WASHINGTON – U.S. Senator Roger Wicker, R-Miss., has introduced legislation to reauthorize and provide support to the U.S. Integrated Ocean Observing System (IOOS). The network provides scientists and researchers with vital information about the nation’s coasts and oceans, as well as the Great Lakes. Wicker’s proposal, titled “Coordinated Ocean Monitoring and Research Act,” S.1886, is cosponsored by Sen. Maria Cantwell, D-Wash.
“This program helps improve weather forecasting, energy siting and production, and marine navigation safety,” Wicker said. “Mississippi’s Gulf Coast particularly benefits from the network’s important collection of coastal hazards and fisheries data. My bill would also ensure that our university research teams are equipped with the tools they need to continue conducting critical scientific studies.”

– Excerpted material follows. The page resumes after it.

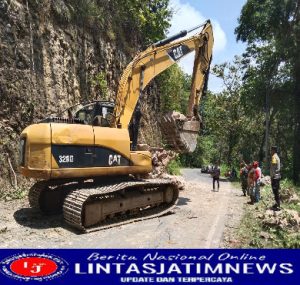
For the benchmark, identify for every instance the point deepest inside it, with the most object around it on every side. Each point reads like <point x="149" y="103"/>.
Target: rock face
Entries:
<point x="47" y="64"/>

IOOS, first authorized in 2009 by the “Integrated Coastal Ocean Observing Act,” comprises a partnership of 17 federal agencies and 11 regional associations. The network supports a wide range of missions, including national defense, search-and-rescue operations, marine commerce, navigation safety, weather, economic development, and ecosystem-based marine resource management.
More than 50 percent of the marine data now assembled and disseminated by the National Oceanic Atmospheric Administration’s (NOAA) National Data Buoy Center – located in Bay Saint Louis, Mississippi, and part of IOOS – is from non-federal sources.
Ocean modeling teams based at Stennis – made up of the Navy, the GCOOS-RA, University of Southern Mississippi, Mississippi State University, NOAA, and others – coordinate to develop the best physical and ecosystem models on the Gulf. The NOAA National Weather Service uses the Navy model results for their public safety hurricane forecasts.